“Erano obblighi europei“.
Con queste parole Romano Prodi rispondeva a Lucia Annunziata sulle motivazioni che negli anni ’90 lo hanno spinto a smantellare l’Iri per privatizzarla.
Si tratta di una confessione che in un paese normale sarebbe considerata alla stregua di un alto tradimento: smantellare aziende di Stato per rispondere a diktat di quelli che Prodi chiama nell’intervista “i nostri riferimenti europei“.
“Si immagini se io ero così contento di disfare ciò che avevo costruito, ma bisognava farlo per rispondere alle regole generali di un mercato in cui eravamo entrati. E questo non era sempre un compito gradevole“, continua Prodi, “ma l’abbiamo fatto come bisognava farlo. Mi è stato dato un compito da Ciampi, un compito obbligatorio per tutti i nostri riferimenti europei: dovevamo privatizzare”.
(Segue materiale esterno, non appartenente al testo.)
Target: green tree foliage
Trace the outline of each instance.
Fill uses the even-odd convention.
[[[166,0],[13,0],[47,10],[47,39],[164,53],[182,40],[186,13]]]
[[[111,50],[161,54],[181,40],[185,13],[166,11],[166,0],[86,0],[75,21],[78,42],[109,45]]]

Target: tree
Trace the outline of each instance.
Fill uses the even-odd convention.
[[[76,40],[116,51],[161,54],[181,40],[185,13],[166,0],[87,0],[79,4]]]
Queste parole dimostrano in maniera cristallina il legame diretto tra l’entrata nella moneta unica e la deindustrializzazione dell’Italia.
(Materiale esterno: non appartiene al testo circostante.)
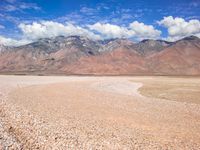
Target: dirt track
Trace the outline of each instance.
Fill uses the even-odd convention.
[[[199,103],[159,99],[148,89],[142,93],[151,97],[141,95],[138,88],[152,81],[178,83],[179,92],[181,83],[200,84],[199,78],[0,76],[0,149],[200,149]]]

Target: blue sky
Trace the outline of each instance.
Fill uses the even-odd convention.
[[[26,43],[76,30],[91,38],[177,40],[200,36],[199,20],[200,0],[1,0],[0,42]]]

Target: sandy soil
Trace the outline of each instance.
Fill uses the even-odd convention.
[[[175,77],[0,76],[0,149],[200,149],[200,92],[196,98],[191,93],[192,87],[200,90],[199,83]],[[172,84],[179,90],[171,96]],[[173,96],[176,91],[180,97]]]

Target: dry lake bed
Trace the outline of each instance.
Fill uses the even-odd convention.
[[[0,149],[200,149],[200,77],[1,75]]]

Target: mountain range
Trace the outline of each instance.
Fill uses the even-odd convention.
[[[0,45],[0,73],[65,75],[200,75],[200,39],[95,41],[82,36]]]

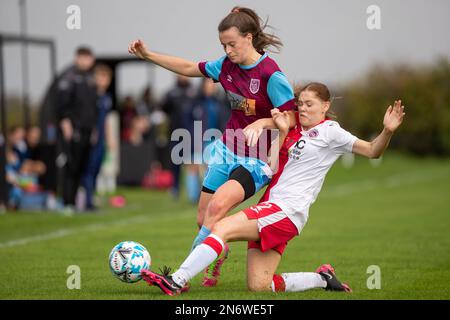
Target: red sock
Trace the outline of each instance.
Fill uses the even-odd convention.
[[[272,290],[274,292],[285,292],[286,291],[286,284],[284,283],[284,279],[279,274],[274,274],[272,279]]]

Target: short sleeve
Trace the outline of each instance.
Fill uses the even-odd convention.
[[[222,64],[226,56],[223,56],[214,61],[203,61],[198,64],[201,73],[207,78],[219,81],[220,72],[222,71]]]
[[[358,139],[341,128],[336,121],[327,121],[327,139],[330,148],[336,154],[351,153],[353,144]]]
[[[267,83],[267,94],[275,108],[281,111],[295,109],[294,91],[284,73],[274,72]]]

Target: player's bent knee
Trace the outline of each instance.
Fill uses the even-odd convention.
[[[247,287],[248,290],[252,292],[264,292],[271,291],[270,288],[271,282],[267,283],[266,281],[248,281]]]
[[[212,199],[208,206],[206,214],[208,215],[208,217],[211,218],[215,217],[221,218],[226,213],[226,210],[227,208],[225,200]]]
A questo tassello va poi aggiunto quanto già emerso e riportato nel 2010 dal New York Times: si tratta di una notizia mai ripresa dai media italiani.
“Operazione Crystal“, così si chiama il piano finalizzato a favorire l’entrata dell’Italia nell’euro mediante la quale il governo italiano insieme alla spietata banca d’affari americana J.P. Morgan riuscì con un trucco contabile – utilizzando un derivato attivato nel 1996 – a portare il budget italiano in linea con i parametri europei imposti.
Per entrare nell’euro abbiamo dovuto quindi truccare i nostri conti insieme a banche d’affari americane, le stesse a cui abbiamo svenduto il nostro patrimonio industriale (primo tra tutti l’Iri) per quelli che Prodi chiama “obblighi dei nostri riferimenti europei”.